A Guest Post About High Sample Rates
I received an email on the 13th from Fritz Fabig, an engineer at B&W that British high end speaker and equipment company. He wrote concerning the MQA posts I wrote and the general area of sampling, timing, and the sinc function. I’m going to admit to being somewhat out of my league with the information he included in his email, but I think there’s merit to his position. I asked him if I could reprint the email and figures and he gave me permission. He did ask that I try to clean up the English…which I have tried to do. Here’s his email:
Hi Mark
You wrote a couple of very interesting posts recently. Your post on MQA provoked a discussion about sampling theorem and with the December 12th Stereophile online article about the worlds ‘first’ DXD download store, it’s even more important to educate and inform music enthusiasts about digital technologies correctly, as you do with your site.

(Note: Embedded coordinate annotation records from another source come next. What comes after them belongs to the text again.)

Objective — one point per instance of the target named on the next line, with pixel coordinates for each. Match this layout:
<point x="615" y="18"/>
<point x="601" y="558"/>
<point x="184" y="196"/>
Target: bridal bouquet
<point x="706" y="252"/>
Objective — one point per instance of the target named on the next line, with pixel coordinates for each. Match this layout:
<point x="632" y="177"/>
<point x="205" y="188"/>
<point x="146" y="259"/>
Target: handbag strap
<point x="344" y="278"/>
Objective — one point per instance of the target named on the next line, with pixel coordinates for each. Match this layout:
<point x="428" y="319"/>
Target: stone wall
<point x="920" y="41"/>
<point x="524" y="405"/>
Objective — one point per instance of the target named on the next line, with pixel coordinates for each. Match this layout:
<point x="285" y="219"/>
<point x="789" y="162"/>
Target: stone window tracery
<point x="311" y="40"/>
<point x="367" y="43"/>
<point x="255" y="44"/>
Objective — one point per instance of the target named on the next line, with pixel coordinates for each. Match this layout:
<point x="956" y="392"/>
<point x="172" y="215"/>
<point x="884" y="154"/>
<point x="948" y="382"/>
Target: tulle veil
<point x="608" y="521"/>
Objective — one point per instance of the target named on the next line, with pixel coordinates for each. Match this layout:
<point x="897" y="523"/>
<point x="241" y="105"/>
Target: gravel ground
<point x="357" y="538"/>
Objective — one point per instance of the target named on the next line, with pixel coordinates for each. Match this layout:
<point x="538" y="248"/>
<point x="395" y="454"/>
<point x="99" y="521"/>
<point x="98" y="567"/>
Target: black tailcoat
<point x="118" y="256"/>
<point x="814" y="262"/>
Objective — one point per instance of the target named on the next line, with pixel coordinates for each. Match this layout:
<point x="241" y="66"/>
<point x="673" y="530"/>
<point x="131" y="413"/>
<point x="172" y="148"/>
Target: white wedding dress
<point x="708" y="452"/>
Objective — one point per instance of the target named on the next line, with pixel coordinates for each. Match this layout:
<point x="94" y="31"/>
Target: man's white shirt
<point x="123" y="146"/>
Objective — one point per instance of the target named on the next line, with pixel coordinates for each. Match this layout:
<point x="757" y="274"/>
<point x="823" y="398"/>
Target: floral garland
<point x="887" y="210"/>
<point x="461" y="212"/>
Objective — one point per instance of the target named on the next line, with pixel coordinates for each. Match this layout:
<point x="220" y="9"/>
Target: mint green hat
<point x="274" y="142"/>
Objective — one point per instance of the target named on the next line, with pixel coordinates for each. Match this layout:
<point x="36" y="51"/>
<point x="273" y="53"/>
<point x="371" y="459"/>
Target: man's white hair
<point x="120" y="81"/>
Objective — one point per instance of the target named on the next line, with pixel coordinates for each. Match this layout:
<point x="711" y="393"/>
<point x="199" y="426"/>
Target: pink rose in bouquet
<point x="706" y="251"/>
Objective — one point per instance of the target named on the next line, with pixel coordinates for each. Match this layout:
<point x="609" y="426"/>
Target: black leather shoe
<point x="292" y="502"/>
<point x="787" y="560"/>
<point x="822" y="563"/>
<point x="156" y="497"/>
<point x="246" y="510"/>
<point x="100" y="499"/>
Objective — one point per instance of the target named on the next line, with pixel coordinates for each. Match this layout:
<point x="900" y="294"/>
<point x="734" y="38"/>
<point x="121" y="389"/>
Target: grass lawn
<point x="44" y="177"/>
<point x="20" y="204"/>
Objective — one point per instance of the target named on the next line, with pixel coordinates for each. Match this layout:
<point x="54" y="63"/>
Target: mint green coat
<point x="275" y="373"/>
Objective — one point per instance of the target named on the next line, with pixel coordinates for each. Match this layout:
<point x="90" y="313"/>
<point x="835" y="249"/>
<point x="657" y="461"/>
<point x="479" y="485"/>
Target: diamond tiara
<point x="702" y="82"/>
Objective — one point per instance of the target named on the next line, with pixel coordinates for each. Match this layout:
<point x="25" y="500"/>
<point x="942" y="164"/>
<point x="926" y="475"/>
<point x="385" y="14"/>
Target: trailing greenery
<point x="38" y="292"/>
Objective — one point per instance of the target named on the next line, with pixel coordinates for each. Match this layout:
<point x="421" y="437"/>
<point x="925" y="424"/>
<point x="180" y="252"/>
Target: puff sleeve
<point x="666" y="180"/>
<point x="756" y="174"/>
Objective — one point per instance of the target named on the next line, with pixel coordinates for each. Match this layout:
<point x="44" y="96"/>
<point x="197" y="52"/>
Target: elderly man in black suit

The question about human hearing in the time domain leads to the assumption that higher sampling rates than 96k might be useful or even mandatory to provide a level of time accuracy within the digital domain. This is wrong in my opinion.
a) A time shift of for example of 10 microseconds (traveling of sound pressure around the human head) results in a time or phase shift of the signal, which may have a frequency spectrum of normal instruments (up to 40k, if we consider ultrasonics too). To cover this frequency spectrum 96k is sufficient. The time shift between the channels (either our ears or due to spaced mikes) results in a different form of the shell curve at a specific time point, as we have a phase shift between the channels.
b) A lot of people, including many professionals in the audio industry, believe that information between the samples is lost at 96 kHz, which isn’t true. Therefore according to their way of thinking in order to capture these tiny time shifts ultra high sample rates are necessary.
c) In order to get this sorted right and prove that no information between the samples is lost and that these tiny time shifts are captured and reproduced accurately, we have to look at sampling theorem and signal processing on a technical level. Here two useful links about this topic:
Dan Lavry: “Optimal Sampling Rate for Quality Audio” Link
Monty Montgomery from xiph.org: “24/192 Music Download and why the make no sense” Link [NOTE: I’m not in agreement with Monty on some of his contentions]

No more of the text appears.